コミュニティ運営スキルって言うとあまりイメージがつかないかもしれないけど、コミュニケーションやチームマネジメント、共感力や話を聞く力など本当色んなスキルが求められるし身に付くなと感じる。コミュニティにいる様々な人たちがどうやったら安心して発言できる場が作れるのか、新しく参加した人がどうしたらコミュニティに馴染んでくれるのか、どういうイベントをやったらみんなの役に立つのか、どういう場であれば定期的に戻ってきたいと思える場になるのか、どうしたら辛いときに助けてと言える場が作れるのか、それって普段チームで仕事をしている中で考えていることと共通しているし、本当仕事じゃないけど仕事みたいだなと思う。

現在の悩み

人数が増えてきて一番の悩みは全然来ていない、または全然書かず読んでいるだけのように見える人たちをどうしていくかで、コミュニティを信頼してパーソナルな話を書いてくれる人たちがいることを本当に嬉しく思っているんだけど、同時にものすごくプレッシャーを感じていて、よく知らない読んでいるだけの人が増えていくのは怖いし、誰か悪意を持った人がその内容をどこかに流してしまったらどうしようとか不安になる。一時期は明らかに来ていない人に一人ずつDMしていたんだけど、手間がかかるしストレスも大きいので、もう少し機械的に何か出来ないかなと思っています。全然来てなかった人がある日突然来て何かを書いていってくれることもあってそれはすごく嬉しいのだけど、もう来る気がないのか判別できないので難しいなと思う。他のコミュニティでどうしているか知りたい。

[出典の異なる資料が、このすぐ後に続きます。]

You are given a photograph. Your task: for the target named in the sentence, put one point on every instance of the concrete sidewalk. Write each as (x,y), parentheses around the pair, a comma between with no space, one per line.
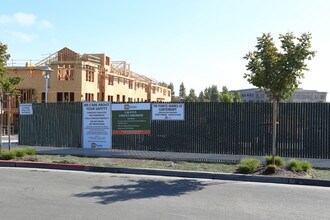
(157,155)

Techで働く人が対象と言いつつ、私がエンジニアなこともあって集まる人はエンジニアが多くてアクティブメンバーもエンジニアに偏りがちで、その他の職種の人にもっとアクティブになってもらうためにはどうしたら良いんだろうなと悩んでいます。


コミュニティ運営は本当に楽しいし、安心してお喋りできる場所があること心強いし、みんなにもそう思ってもらえるようこれからも頑張っていきたい。どんなに頑張っても万人に合うコミュニティって作れないので、もしあなたが入りたいと思うようなコミュニティがなかったらぜひ自分で立ち上げてみて欲しいです。